Federal court strikes down several redistricting plans for Michigan

Posted April 25, 2019 6:07 p.m. EDT

— A panel of federal judges in Michigan on Thursday struck down 27 congressional and state districts as unconstitutional partisan gerrymander, in a challenge brought by the League of Women Voters of Michigan and several individual voters.

The court held the plans violated the plaintiff's 14th Amendment equal protection rights and the First Amendment. The suit was brought against Jocelyn Benson, the Democratic Michigan secretary of state.

"Today, this Court joins the growing chorus of federal courts that have, in recent years, held that partisan gerrymandering is unconstitutional," the panel of three judges held. They added that federal courts "must not abdicate their responsibility to protect American voters from this unconstitutional and pernicious practice that undermines our democracy."

The Supreme Court is considering two other partisan gerrymander cases out of North Carolina and Maryland.

Election law expert Rick Hasen, of the University of California Irvine, said on a blog post that it "seems likely" that the Michigan opinion could be stayed pending the outcome of the Supreme Court cases.

He said that the Michigan court based its ruling both on an equal protection and First Amendment theory, "the two main theories the Supreme Court is considering in the pending partisan gerrymandering cases out of North Carolina and Maryland."

The redistricting plans in Michigan affected by the ruling include those for nine congressional districts, seven state Senate districts, and 11 state House districts.

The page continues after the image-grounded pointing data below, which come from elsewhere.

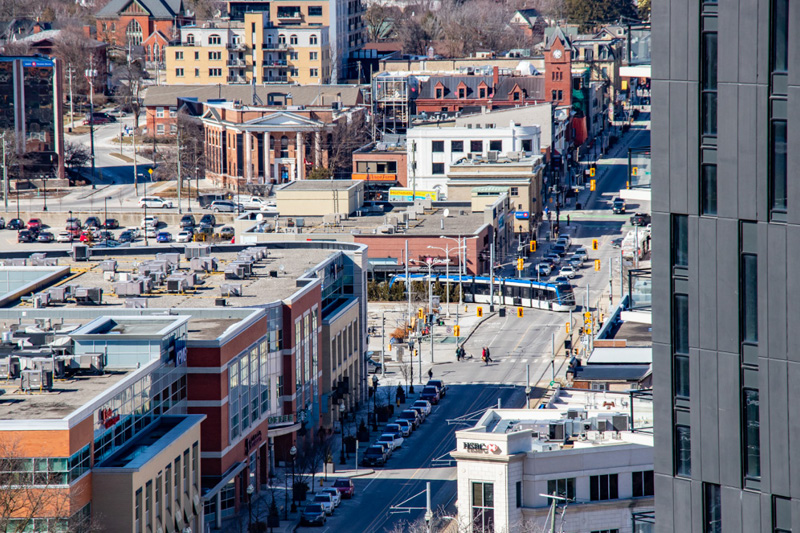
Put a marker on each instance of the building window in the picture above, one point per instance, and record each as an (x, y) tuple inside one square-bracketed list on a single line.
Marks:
[(712, 509), (752, 433), (133, 33), (708, 76), (642, 483), (680, 240), (708, 182), (683, 448), (562, 487), (603, 487), (781, 515), (482, 507)]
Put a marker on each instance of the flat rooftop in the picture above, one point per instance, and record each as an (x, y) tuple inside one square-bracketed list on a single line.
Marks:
[(432, 222), (65, 397)]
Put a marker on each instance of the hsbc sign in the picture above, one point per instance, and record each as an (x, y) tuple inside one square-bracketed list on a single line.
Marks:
[(481, 447)]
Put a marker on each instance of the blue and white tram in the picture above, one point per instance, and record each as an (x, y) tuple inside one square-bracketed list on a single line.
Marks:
[(508, 291)]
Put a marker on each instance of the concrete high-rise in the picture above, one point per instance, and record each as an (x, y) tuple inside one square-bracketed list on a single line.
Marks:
[(726, 223)]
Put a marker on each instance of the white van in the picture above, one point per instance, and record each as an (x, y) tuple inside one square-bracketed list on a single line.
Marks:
[(154, 202)]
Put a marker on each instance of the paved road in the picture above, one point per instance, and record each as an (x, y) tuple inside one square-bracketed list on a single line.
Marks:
[(411, 467)]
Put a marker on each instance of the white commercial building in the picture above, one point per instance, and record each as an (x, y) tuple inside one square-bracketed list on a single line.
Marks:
[(582, 448), (432, 148)]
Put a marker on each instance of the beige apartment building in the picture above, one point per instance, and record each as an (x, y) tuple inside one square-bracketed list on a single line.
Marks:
[(236, 52)]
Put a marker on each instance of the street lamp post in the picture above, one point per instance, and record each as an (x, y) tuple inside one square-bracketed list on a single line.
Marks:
[(250, 490), (293, 452)]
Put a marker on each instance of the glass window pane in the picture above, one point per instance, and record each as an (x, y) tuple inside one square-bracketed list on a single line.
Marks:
[(778, 167), (749, 298), (708, 189), (752, 441)]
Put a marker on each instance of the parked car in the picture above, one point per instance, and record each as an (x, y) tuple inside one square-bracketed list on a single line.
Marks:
[(412, 416), (392, 440), (313, 514), (430, 394), (226, 232), (92, 222), (345, 487), (397, 429), (45, 236), (439, 384), (374, 456), (335, 495), (187, 221), (641, 219), (154, 202), (326, 500), (26, 236), (150, 221), (407, 425), (568, 271), (222, 206), (425, 404)]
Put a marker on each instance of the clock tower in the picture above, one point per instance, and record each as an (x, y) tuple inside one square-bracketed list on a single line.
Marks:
[(558, 68)]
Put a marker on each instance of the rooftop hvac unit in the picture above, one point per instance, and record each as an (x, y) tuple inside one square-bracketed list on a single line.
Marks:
[(60, 294), (176, 284), (231, 289), (34, 379), (81, 252), (9, 367), (93, 362), (197, 250), (89, 295), (136, 303)]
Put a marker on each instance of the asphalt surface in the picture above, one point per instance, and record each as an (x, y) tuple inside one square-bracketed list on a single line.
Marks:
[(401, 483)]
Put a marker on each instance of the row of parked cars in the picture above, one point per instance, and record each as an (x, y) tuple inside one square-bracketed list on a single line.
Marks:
[(405, 423), (326, 501)]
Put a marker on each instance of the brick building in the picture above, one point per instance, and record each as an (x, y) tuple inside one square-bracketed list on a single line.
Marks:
[(151, 24)]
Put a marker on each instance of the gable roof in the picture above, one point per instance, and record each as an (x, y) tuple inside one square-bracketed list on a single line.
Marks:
[(159, 9)]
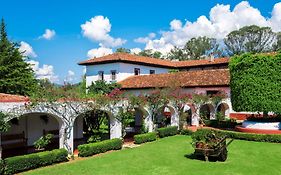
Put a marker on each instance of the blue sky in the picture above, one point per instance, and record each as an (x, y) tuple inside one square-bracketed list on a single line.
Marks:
[(27, 21)]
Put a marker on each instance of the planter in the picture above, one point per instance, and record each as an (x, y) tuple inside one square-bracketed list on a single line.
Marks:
[(262, 125)]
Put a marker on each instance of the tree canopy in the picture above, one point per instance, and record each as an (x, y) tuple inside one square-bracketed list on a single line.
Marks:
[(256, 82), (252, 38), (17, 77), (195, 49)]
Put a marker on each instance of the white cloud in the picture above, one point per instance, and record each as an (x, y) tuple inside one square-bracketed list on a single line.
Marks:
[(99, 52), (44, 72), (49, 34), (222, 20), (27, 50), (145, 39), (135, 50), (70, 76), (97, 29)]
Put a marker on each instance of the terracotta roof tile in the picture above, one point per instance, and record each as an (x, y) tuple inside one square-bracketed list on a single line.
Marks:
[(12, 98), (125, 57), (219, 77)]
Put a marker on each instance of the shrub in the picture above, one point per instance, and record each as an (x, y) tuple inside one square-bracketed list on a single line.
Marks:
[(99, 147), (167, 131), (26, 162), (186, 132), (142, 138), (1, 167)]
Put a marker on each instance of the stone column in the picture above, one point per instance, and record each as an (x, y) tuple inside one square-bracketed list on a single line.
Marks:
[(115, 128), (175, 119), (149, 123), (195, 117)]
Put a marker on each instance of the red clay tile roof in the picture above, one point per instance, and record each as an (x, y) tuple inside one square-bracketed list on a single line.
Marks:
[(199, 78), (12, 98), (130, 58)]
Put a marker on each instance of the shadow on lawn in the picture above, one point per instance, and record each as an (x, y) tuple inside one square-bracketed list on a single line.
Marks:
[(201, 158)]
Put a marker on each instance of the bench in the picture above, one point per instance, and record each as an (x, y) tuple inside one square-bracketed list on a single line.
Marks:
[(13, 141)]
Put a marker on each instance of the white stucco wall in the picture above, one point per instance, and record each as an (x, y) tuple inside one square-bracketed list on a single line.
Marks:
[(123, 71)]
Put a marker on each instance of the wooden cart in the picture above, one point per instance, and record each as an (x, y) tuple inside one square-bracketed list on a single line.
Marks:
[(219, 151)]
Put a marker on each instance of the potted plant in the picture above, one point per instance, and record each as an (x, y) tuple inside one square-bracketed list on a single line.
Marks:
[(43, 142)]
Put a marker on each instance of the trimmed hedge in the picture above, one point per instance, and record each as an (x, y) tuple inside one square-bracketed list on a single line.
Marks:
[(142, 138), (99, 147), (18, 164), (167, 131), (248, 136)]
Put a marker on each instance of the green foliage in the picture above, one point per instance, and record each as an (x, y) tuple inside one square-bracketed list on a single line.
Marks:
[(43, 141), (252, 38), (167, 131), (99, 147), (148, 137), (122, 50), (17, 77), (256, 82), (4, 125), (18, 164), (101, 87), (150, 53), (195, 49)]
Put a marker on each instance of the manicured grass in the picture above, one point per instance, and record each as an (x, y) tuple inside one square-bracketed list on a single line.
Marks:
[(167, 156)]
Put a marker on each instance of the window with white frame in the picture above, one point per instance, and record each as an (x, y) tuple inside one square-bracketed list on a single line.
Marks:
[(113, 75)]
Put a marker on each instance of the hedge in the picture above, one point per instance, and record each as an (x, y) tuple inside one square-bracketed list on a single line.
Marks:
[(99, 147), (167, 131), (142, 138), (250, 137), (18, 164)]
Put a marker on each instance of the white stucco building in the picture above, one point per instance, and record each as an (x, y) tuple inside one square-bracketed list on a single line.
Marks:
[(137, 75)]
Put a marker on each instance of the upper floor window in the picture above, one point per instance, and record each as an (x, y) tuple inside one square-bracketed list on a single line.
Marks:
[(101, 75), (113, 75), (137, 71)]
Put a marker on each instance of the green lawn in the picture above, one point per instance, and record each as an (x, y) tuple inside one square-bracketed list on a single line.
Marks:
[(167, 156)]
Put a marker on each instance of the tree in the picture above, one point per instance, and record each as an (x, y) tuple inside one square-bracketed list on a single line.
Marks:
[(278, 45), (101, 87), (122, 50), (195, 49), (256, 82), (4, 125), (150, 53), (17, 77), (177, 54), (252, 38)]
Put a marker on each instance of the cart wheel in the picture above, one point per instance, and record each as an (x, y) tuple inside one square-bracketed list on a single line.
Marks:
[(223, 155)]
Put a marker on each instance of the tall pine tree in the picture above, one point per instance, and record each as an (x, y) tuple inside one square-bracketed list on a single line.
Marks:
[(16, 76)]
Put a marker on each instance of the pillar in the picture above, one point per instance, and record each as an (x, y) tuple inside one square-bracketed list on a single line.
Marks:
[(115, 128)]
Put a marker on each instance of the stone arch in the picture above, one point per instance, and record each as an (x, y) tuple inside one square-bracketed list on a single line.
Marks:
[(207, 111), (34, 124), (167, 115), (224, 108), (189, 113)]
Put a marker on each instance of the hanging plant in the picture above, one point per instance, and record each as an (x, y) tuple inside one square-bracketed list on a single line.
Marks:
[(44, 118)]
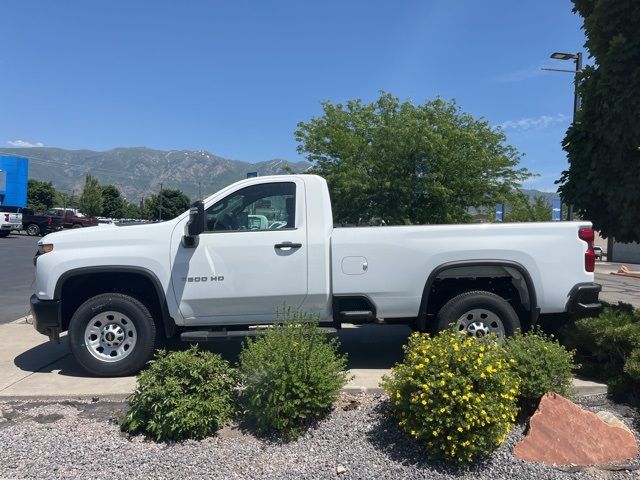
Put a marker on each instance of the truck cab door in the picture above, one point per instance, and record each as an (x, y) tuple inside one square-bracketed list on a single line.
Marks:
[(250, 260)]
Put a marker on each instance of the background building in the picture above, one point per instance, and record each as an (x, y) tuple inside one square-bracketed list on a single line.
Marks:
[(14, 174)]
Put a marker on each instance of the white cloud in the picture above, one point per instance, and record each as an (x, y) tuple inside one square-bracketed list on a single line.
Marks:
[(535, 123), (23, 144)]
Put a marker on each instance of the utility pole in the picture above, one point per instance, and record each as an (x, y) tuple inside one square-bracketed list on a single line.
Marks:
[(160, 204), (577, 101)]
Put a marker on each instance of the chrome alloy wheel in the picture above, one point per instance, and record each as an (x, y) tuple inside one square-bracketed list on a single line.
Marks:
[(110, 336), (479, 322)]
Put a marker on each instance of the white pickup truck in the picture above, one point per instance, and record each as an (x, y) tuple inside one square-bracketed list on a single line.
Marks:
[(10, 219), (228, 264)]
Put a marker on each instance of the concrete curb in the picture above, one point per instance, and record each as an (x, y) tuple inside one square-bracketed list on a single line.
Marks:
[(582, 388)]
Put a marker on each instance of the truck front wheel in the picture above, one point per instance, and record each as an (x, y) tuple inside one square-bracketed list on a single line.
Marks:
[(477, 314), (112, 335)]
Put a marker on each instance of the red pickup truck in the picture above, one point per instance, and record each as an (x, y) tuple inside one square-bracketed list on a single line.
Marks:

"The Court concludes that the Enacted Plan was designed with the predominant purpose of advantaging Republicans and discriminating against Democrats," the judges wrote. "The Court further finds that the Enacted Plan achieved its intended effects because it discriminated against Democratic voters in numerous elections across multiple election cycles. Therefore, the Enacted Plan constitutes a durable partisan gerrymander."

This is a breaking story and will be updated.